Walmart hasn't just done well over the past month; it has also outperformed the average stock handily over 3, 6, 9, 12, and 24 months. The chart below shows the rate of change in the ratio across all time frames, and it exceeded 50% in February. As the chart shows, this tended to occur around U.S. recessionary periods.

In keeping with the long-term view, the table below shows returns in the S&P 500 equal-weight index over longer time frames. Short-term returns tended to be poor (which we saw once again), but after about a year, they were above-average. 

Walmart stock was hard to keep down, but its returns were below average, even considering some exceptional runs after a few of them.

The ratio between them shows that Walmart continued to outperform over the next 1-2 years after the signals in 1981 and the 1990s, but the last two signals were relatively near long-term peaks in the ratio.

There were not really any standouts among sectors following these signals, but value stocks stood out for long-term returns among factors.
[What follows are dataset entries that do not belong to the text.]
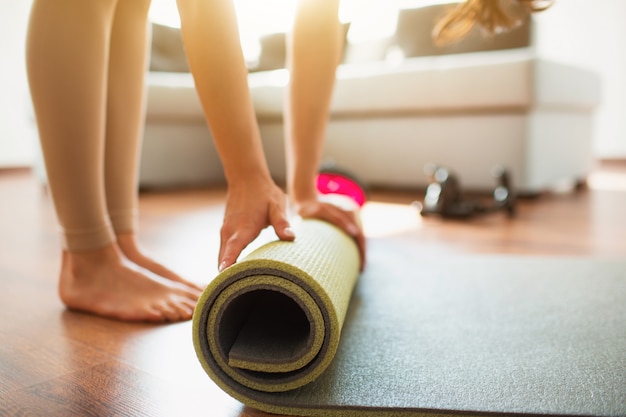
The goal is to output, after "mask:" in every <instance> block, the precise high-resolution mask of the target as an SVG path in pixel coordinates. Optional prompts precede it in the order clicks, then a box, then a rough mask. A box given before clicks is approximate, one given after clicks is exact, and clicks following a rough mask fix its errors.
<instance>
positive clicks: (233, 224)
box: [218, 180, 295, 272]
mask: <svg viewBox="0 0 626 417" xmlns="http://www.w3.org/2000/svg"><path fill="white" fill-rule="evenodd" d="M286 200H287V199H286V196H285V194H284V193H283V191H282V190H281V189H280V188H279V187H278V186H277V185H276V184H275V183H274V182H273V181H271V180H257V181H245V182H241V183H239V184H237V185H231V186H229V189H228V195H227V197H226V212H225V213H224V223H223V225H222V229H221V232H220V253H219V259H218V264H219V267H218V269H219V271H220V272H221V271H223V270H224V269H226V268H228V267H229V266H231V265H232V264H234V263H235V262H236V261H237V258H238V257H239V255H240V254H241V251H242V250H243V249H244V248H245V247H246V246H248V244H250V243H251V242H252V241H253V240H254V239H255V238H256V237H257V236H258V235H259V233H261V231H262V230H263V229H265V228H266V227H267V226H272V227H273V228H274V231H275V232H276V235H277V236H278V238H279V239H280V240H294V239H295V235H294V232H293V230H292V229H291V226H290V224H289V221H288V220H287V213H286V202H287V201H286Z"/></svg>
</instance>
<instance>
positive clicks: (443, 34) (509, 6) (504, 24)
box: [433, 0, 555, 45]
mask: <svg viewBox="0 0 626 417" xmlns="http://www.w3.org/2000/svg"><path fill="white" fill-rule="evenodd" d="M554 1H555V0H465V1H464V2H463V3H461V4H460V5H459V6H457V7H456V8H455V9H453V10H452V11H451V12H450V13H448V14H447V15H445V16H444V17H443V18H442V19H441V20H440V21H439V22H438V23H437V25H436V26H435V28H434V30H433V37H434V39H435V43H436V44H437V45H448V44H451V43H454V42H456V41H459V40H461V39H463V38H464V37H465V36H467V35H468V34H469V33H470V31H471V30H472V29H473V28H474V26H475V25H478V26H480V27H481V28H482V29H483V30H484V31H485V32H486V33H487V34H488V35H495V34H498V33H501V32H504V31H507V30H510V29H512V28H514V27H516V26H518V25H519V24H520V23H521V21H522V18H521V17H520V15H521V16H527V15H528V14H530V13H533V12H540V11H543V10H545V9H547V8H548V7H550V6H551V5H552V4H553V3H554ZM504 2H507V3H508V4H507V5H503V3H504ZM511 9H514V10H513V11H514V12H517V13H511ZM518 9H519V10H518ZM520 12H521V13H520Z"/></svg>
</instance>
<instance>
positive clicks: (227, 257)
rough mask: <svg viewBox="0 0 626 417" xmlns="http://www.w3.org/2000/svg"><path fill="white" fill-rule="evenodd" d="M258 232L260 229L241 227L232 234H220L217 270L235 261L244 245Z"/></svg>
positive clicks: (258, 232)
mask: <svg viewBox="0 0 626 417" xmlns="http://www.w3.org/2000/svg"><path fill="white" fill-rule="evenodd" d="M259 233H260V230H257V229H251V228H250V227H242V228H240V230H238V231H237V232H235V233H233V234H232V235H228V234H222V237H221V243H220V258H219V260H218V262H219V266H218V270H219V272H222V271H223V270H224V269H226V268H228V267H229V266H231V265H233V264H234V263H235V262H237V258H239V255H240V254H241V252H242V251H243V250H244V249H245V247H246V246H248V245H249V244H250V242H252V241H253V240H254V239H255V238H256V237H257V236H258V235H259Z"/></svg>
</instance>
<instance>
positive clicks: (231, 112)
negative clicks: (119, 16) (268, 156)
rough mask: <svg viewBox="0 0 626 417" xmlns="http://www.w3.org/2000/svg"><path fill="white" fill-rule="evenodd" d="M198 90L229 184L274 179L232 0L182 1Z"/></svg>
mask: <svg viewBox="0 0 626 417" xmlns="http://www.w3.org/2000/svg"><path fill="white" fill-rule="evenodd" d="M177 4H178V10H179V13H180V18H181V29H182V34H183V41H184V44H185V50H186V53H187V59H188V61H189V67H190V70H191V73H192V74H193V77H194V81H195V84H196V89H197V92H198V96H199V98H200V102H201V104H202V107H203V110H204V113H205V117H206V120H207V121H208V123H209V127H210V129H211V132H212V134H213V137H214V141H215V145H216V148H217V151H218V153H219V154H220V158H221V160H222V163H223V165H224V173H225V175H226V179H227V181H228V183H229V184H234V183H238V182H241V181H246V180H247V179H248V178H258V177H259V176H261V177H266V178H269V177H270V174H269V170H268V168H267V163H266V162H265V156H264V153H263V148H262V145H261V139H260V133H259V129H258V125H257V122H256V117H255V113H254V108H253V106H252V100H251V98H250V92H249V89H248V83H247V75H248V72H247V68H246V65H245V60H244V57H243V53H242V51H241V45H240V41H239V33H238V28H237V19H236V14H235V10H234V7H233V4H232V1H231V0H177Z"/></svg>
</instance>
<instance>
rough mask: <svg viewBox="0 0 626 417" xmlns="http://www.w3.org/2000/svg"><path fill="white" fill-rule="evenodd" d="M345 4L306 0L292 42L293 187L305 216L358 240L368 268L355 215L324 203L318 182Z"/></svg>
mask: <svg viewBox="0 0 626 417" xmlns="http://www.w3.org/2000/svg"><path fill="white" fill-rule="evenodd" d="M338 8H339V0H300V2H299V5H298V9H297V12H296V17H295V22H294V27H293V31H292V33H291V36H290V38H289V45H288V46H289V47H288V67H289V70H290V80H291V84H290V88H289V91H288V95H287V100H286V106H285V137H286V150H287V158H286V159H287V189H288V193H289V196H290V198H291V201H292V203H293V204H294V206H295V208H296V210H297V212H298V213H299V214H300V215H301V216H303V217H315V218H320V219H323V220H326V221H329V222H331V223H333V224H335V225H336V226H338V227H340V228H342V229H343V230H344V231H346V232H347V233H348V234H350V235H351V236H353V237H354V238H355V240H356V242H357V244H358V246H359V250H360V252H361V262H362V265H361V267H363V265H364V264H365V237H364V235H363V231H362V230H361V227H360V224H359V222H358V220H357V217H356V215H355V211H353V210H347V209H345V208H340V207H339V206H337V205H334V204H330V203H327V202H323V201H322V200H320V198H319V197H318V193H317V187H316V178H317V174H318V171H319V166H320V162H321V158H322V150H323V146H324V136H325V134H326V126H327V123H328V117H329V111H330V102H331V99H332V93H333V88H334V84H335V71H336V69H337V65H338V63H339V61H340V58H341V52H342V44H343V30H342V28H341V25H340V23H339V20H338V18H337V15H338Z"/></svg>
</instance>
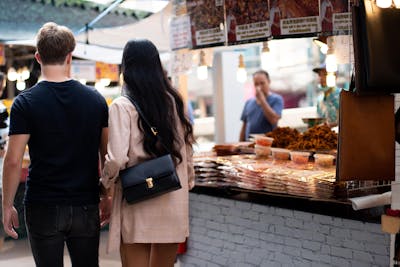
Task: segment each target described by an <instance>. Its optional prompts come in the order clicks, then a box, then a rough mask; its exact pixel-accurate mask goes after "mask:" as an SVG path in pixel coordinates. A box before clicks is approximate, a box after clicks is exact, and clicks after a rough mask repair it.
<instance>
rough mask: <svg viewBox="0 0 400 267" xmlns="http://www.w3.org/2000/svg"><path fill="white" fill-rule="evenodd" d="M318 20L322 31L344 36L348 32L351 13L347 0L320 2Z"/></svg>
mask: <svg viewBox="0 0 400 267" xmlns="http://www.w3.org/2000/svg"><path fill="white" fill-rule="evenodd" d="M320 6H321V10H320V19H321V27H322V31H323V32H326V33H334V34H345V33H348V31H349V30H350V25H351V13H350V12H349V1H348V0H321V5H320Z"/></svg>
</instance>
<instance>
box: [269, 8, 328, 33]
mask: <svg viewBox="0 0 400 267" xmlns="http://www.w3.org/2000/svg"><path fill="white" fill-rule="evenodd" d="M270 3H271V9H270V23H271V34H272V35H273V36H281V35H304V34H310V33H316V32H319V31H321V25H320V21H319V20H320V19H319V1H318V0H296V1H283V0H272V1H271V2H270Z"/></svg>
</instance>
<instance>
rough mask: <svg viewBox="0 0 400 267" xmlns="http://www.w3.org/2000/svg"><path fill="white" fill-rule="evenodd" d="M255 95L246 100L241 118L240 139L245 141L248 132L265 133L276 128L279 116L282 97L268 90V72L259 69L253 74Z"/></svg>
mask: <svg viewBox="0 0 400 267" xmlns="http://www.w3.org/2000/svg"><path fill="white" fill-rule="evenodd" d="M253 83H254V87H255V89H256V95H255V97H253V98H250V99H249V100H247V101H246V104H245V106H244V109H243V112H242V116H241V120H242V121H243V126H242V130H241V131H240V138H239V140H240V141H245V140H247V139H248V138H249V135H250V134H260V133H262V134H265V133H267V132H270V131H272V130H273V129H274V128H276V126H277V124H278V121H279V119H280V118H281V114H282V109H283V98H282V97H281V96H280V95H278V94H275V93H272V92H270V83H271V80H270V78H269V74H268V72H266V71H263V70H259V71H257V72H255V73H254V74H253Z"/></svg>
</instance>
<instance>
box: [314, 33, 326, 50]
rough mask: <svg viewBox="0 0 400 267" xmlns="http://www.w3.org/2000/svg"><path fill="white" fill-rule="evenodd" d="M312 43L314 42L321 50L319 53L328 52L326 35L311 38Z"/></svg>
mask: <svg viewBox="0 0 400 267" xmlns="http://www.w3.org/2000/svg"><path fill="white" fill-rule="evenodd" d="M313 42H314V44H316V45H317V46H318V47H319V49H320V50H321V53H322V54H324V55H326V53H327V52H328V45H327V44H326V42H327V37H326V36H320V37H318V38H315V39H313Z"/></svg>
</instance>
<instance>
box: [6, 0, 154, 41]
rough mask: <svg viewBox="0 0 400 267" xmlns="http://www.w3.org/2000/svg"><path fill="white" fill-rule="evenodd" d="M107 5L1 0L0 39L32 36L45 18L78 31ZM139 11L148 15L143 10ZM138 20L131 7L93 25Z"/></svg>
mask: <svg viewBox="0 0 400 267" xmlns="http://www.w3.org/2000/svg"><path fill="white" fill-rule="evenodd" d="M79 3H81V4H79ZM106 7H107V6H105V5H99V4H93V3H86V2H85V1H82V0H70V1H67V0H53V1H50V0H1V1H0V41H10V40H24V39H33V38H34V37H35V34H36V32H37V30H38V29H39V28H40V27H41V26H42V25H43V24H44V23H46V22H48V21H53V22H56V23H58V24H61V25H65V26H68V27H69V28H70V29H72V31H77V30H79V29H80V28H82V27H84V26H85V24H86V23H88V22H90V21H91V20H93V19H94V18H96V17H97V16H98V15H99V14H100V13H101V11H102V10H104V9H105V8H106ZM140 14H141V16H147V15H149V13H143V12H141V13H140ZM138 20H139V18H138V15H137V13H135V12H134V11H132V10H124V9H117V10H114V11H113V12H111V13H110V14H108V15H107V16H105V17H103V18H102V19H101V20H100V21H99V22H97V23H96V25H95V27H98V28H104V27H115V26H121V25H126V24H132V23H135V22H137V21H138Z"/></svg>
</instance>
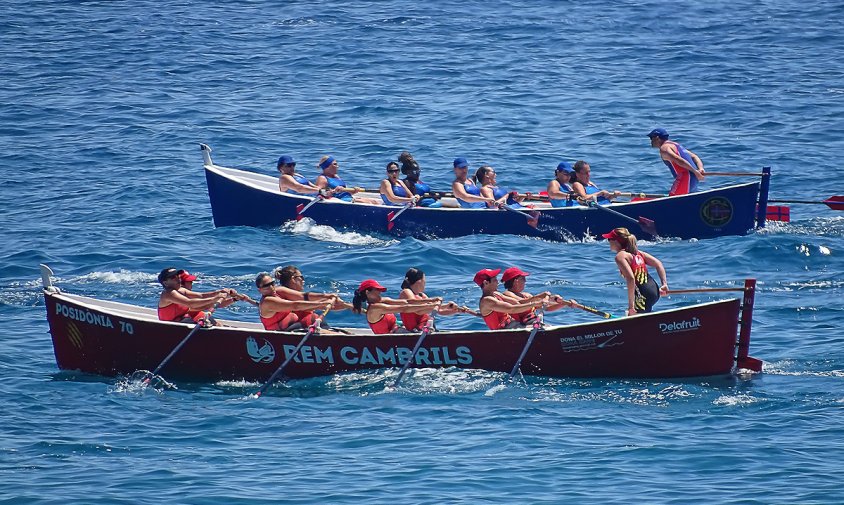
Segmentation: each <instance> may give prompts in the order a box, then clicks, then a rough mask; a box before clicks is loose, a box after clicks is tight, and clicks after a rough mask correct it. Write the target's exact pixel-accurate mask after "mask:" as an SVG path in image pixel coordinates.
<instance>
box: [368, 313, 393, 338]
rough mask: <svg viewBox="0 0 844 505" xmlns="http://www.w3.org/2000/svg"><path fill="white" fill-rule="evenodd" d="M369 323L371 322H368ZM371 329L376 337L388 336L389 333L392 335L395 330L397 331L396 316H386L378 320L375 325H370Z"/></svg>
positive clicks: (371, 324)
mask: <svg viewBox="0 0 844 505" xmlns="http://www.w3.org/2000/svg"><path fill="white" fill-rule="evenodd" d="M366 322H368V323H369V320H368V319H367V321H366ZM369 327H370V328H372V332H373V333H375V334H376V335H386V334H387V333H392V332H393V330H395V329H396V315H395V314H384V317H382V318H381V319H379V320H378V322H375V323H369Z"/></svg>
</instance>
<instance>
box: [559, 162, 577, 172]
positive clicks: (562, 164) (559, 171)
mask: <svg viewBox="0 0 844 505" xmlns="http://www.w3.org/2000/svg"><path fill="white" fill-rule="evenodd" d="M557 172H569V173H571V172H574V169H573V168H571V165H569V163H568V162H567V161H561V162H560V164H559V165H557Z"/></svg>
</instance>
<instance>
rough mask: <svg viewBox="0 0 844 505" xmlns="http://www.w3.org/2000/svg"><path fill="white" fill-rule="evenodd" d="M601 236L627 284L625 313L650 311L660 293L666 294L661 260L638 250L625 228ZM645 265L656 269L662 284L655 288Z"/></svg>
mask: <svg viewBox="0 0 844 505" xmlns="http://www.w3.org/2000/svg"><path fill="white" fill-rule="evenodd" d="M602 236H603V237H604V238H605V239H607V242H609V245H610V250H611V251H612V252H614V253H616V255H615V264H616V266H618V272H619V273H620V274H621V276H622V277H623V278H624V280H625V282H626V283H627V315H628V316H632V315H633V314H638V313H640V312H651V310H653V306H654V304H655V303H656V302H657V301H659V295H660V293H662V294H668V278H667V276H666V273H665V267H664V266H663V265H662V262H661V261H659V260H658V259H656V258H655V257H654V256H651V255H650V254H648V253H646V252H644V251H641V250H639V248H638V246H637V244H636V235H633V234H632V233H630V231H629V230H628V229H627V228H615V229H614V230H612V231H611V232H609V233H604V234H603V235H602ZM648 265H650V266H652V267H654V268H656V271H657V273H658V274H659V280H660V282H661V283H662V284H661V285H660V286H659V287H657V285H656V281H654V280H653V277H651V274H649V273H648Z"/></svg>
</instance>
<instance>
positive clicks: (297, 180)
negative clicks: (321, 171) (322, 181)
mask: <svg viewBox="0 0 844 505" xmlns="http://www.w3.org/2000/svg"><path fill="white" fill-rule="evenodd" d="M277 168H278V171H279V173H280V174H281V175H279V177H278V190H279V191H281V192H282V193H285V192H287V193H290V194H293V195H314V194H316V193H319V188H318V187H317V186H316V185H315V184H314V183H312V182H311V181H309V180H308V179H307V178H306V177H305V176H304V175H301V174H297V173H296V162H295V161H293V158H292V157H291V156H286V155H285V156H282V157H280V158H279V159H278V165H277Z"/></svg>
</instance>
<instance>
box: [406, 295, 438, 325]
mask: <svg viewBox="0 0 844 505" xmlns="http://www.w3.org/2000/svg"><path fill="white" fill-rule="evenodd" d="M415 296H416V299H417V300H422V299H424V298H428V295H426V294H425V293H419V294H418V295H415ZM399 316H400V317H401V322H402V325H404V327H405V329H406V330H410V331H422V330H424V329H425V327H426V326H428V320H430V319H431V318H430V317H429V316H428V314H412V313H410V312H401V313H399Z"/></svg>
What the research tells us...

There was no shortage of signals indicating investor panic heading into last week. We can add the rush into Walmart stock to the list, and it has been a relatively good indicator of investors' rush to safety. During these periods, almost always around actual or feared recessions, stock returns tended to be highly volatile over short time periods. But like other periods of high volatility and uncertainty, medium- to long-term returns tended to be positive and above-average.